Tuesday, January 11, 2011

Lentil Vegetable Soup


Stan and I just got back from a lovely visit with his family in Cleveland, Ohio. While the wisdom of traveling to the land of lake effect snow in January is debatable, finding $60 roundtrip tickets is a rarity that makes braving the cold a little more tolerable. (You read that right - $60 roundtrip! We caught a crazy Southwest sale back in October and jumped on those prices in a flash.)


To keep us warm and spoil us rotten, Stan’s parents cooked all of our favorite Russian foods, turning our visit into a four-day feast. (I’ve told you before that Stan is Russian, right? He didn’t move to the U.S. until he was eleven, and his family still speaks Russian at home.) Russian food is the perfect winter belly-warmer. It’s hearty and homey enough to fortify you through those Arctic Siberian winters – or January in Cleveland.


However, while we love traditional Russian foods and Stan’s parents’ excellent home-cooking, back in Nashville we are feeling the need to lighten things up while we recover from the feasting that embodies our family get-togethers. When it comes to eating healthier, lentils are an excellent choice. They are inexpensive, high in protein, and very filling.


While we already have a lentil soup recipe on this site, today’s soup is a bit different. It has a different flavor profile and a lot more vegetables. It also takes quite a bit more time to prepare, due to all of the chopping involved with those vegetables. Do not let that dissuade you though. This soup is fantastic – flavorful, colorful (as colorful as lentil soup can be), healthy, and filling. The recipe makes an enormous pot of soup, so you can have it on hand for healthy lunches or dinners all week. I imagine it would freeze well too, so you could make some now and save the rest for the next time you, like us, need to lighten thing up a little.

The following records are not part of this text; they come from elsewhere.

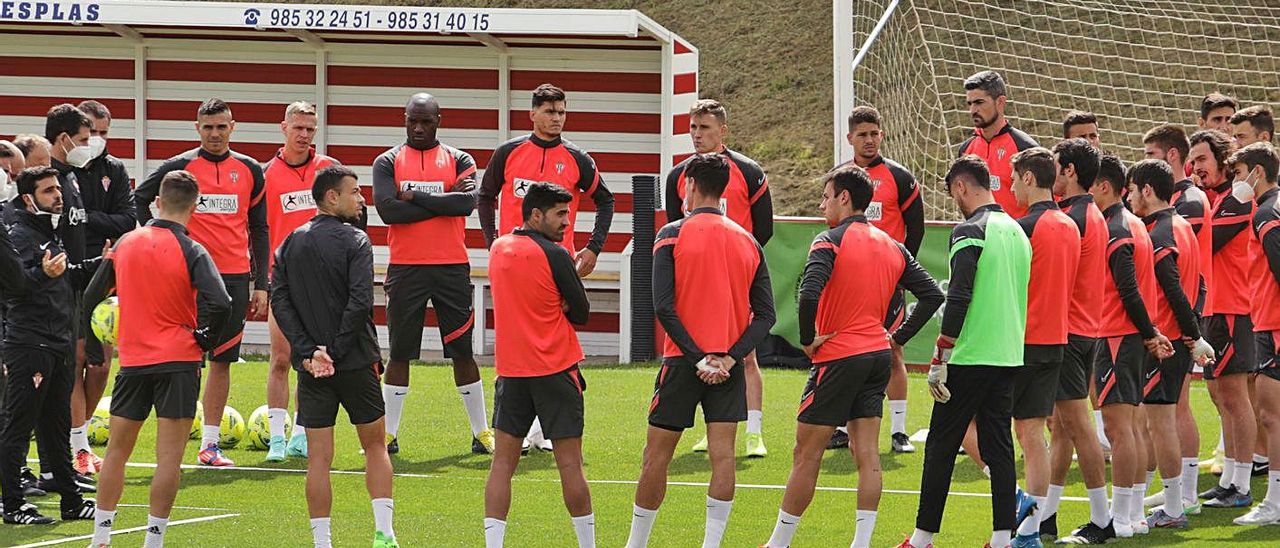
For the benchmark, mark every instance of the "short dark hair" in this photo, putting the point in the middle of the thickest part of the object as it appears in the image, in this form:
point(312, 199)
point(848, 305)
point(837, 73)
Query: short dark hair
point(864, 114)
point(1083, 156)
point(213, 106)
point(1219, 144)
point(970, 167)
point(1258, 117)
point(178, 191)
point(328, 179)
point(1216, 100)
point(1156, 174)
point(64, 118)
point(709, 173)
point(547, 92)
point(1040, 161)
point(28, 178)
point(1111, 169)
point(544, 196)
point(1077, 118)
point(1258, 154)
point(1169, 136)
point(95, 109)
point(988, 81)
point(853, 179)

P.S. Notice the new look of The Well-Fed Newlyweds? I thought it was time to give the site a little cosmetic facelift. In addition to the new graphics and colors, the site has a wider layout, which I think will make for easier reading.  There are bigger pictures, too, for your viewing pleasure. (I'm undecided about changing the size of the pictures in earlier posts. It sounds like a good project for a rainy day.)  I hope you like it!

One Year Ago: Creamy Shrimp Enchiladas (One of the most-viewed recipes on this site.)

Lentil Vegetable Soup
Adapted from Ina Garten

Ingredients:
1/4 cup olive oil
4 cups yellow onions, chopped
4 cups leeks, white part only, chopped
1 T. garlic, minced
1 T. kosher salt
1 1/2 tsp. freshly ground black pepper
1 T. fresh thyme leaves, minced or 1 tsp. dried
1 tsp. ground cumin
3 cups celery, diced
3 cups carrots, diced
3 quarts (12 cups) low-sodium chicken broth
1/4 cup tomato paste
1 lb. lentils, green or brown, rinsed and picked over for stones
2 T. dry red wine or red wine vinegar
Freshly grated Parmesan cheese, optional

Directions:
In a large stockpot, heat the oil over medium heat. Add the onions, leeks, garlic, salt, pepper, thyme, and cumin. Sauté for 20 minutes, stirring occasionally, or until the vegetables are translucent and very tender.

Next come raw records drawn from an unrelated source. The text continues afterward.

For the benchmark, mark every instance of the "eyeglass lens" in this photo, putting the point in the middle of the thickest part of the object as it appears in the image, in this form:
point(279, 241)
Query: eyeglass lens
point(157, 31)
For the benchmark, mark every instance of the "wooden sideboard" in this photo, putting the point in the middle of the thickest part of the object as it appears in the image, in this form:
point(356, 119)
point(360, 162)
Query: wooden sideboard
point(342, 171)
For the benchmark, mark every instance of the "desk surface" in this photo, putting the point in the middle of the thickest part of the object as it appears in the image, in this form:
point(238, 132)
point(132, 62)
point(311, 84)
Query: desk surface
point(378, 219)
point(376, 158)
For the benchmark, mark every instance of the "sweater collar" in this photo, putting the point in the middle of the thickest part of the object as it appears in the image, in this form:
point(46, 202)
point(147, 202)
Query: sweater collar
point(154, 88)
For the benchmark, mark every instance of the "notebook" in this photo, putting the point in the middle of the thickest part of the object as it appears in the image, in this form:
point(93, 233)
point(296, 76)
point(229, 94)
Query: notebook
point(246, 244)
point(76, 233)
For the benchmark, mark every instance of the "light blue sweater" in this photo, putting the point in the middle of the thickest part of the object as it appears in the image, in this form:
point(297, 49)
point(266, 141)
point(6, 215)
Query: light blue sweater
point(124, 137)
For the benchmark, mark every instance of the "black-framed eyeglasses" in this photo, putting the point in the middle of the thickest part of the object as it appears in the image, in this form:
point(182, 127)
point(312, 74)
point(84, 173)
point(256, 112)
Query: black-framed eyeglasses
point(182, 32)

Add the celery and carrots and sauté for 10 more minutes, stirring occasionally.


Add the chicken broth, tomato paste, and lentils. Cover the pot, and bring the soup to a boil. Reduce the heat and simmer, uncovered, for about an hour, or until the lentils are cooked through. Stir in the red wine (or vinegar) and serve hot, sprinkled with grated Parmesan, if desired.


Serves 8 to 10.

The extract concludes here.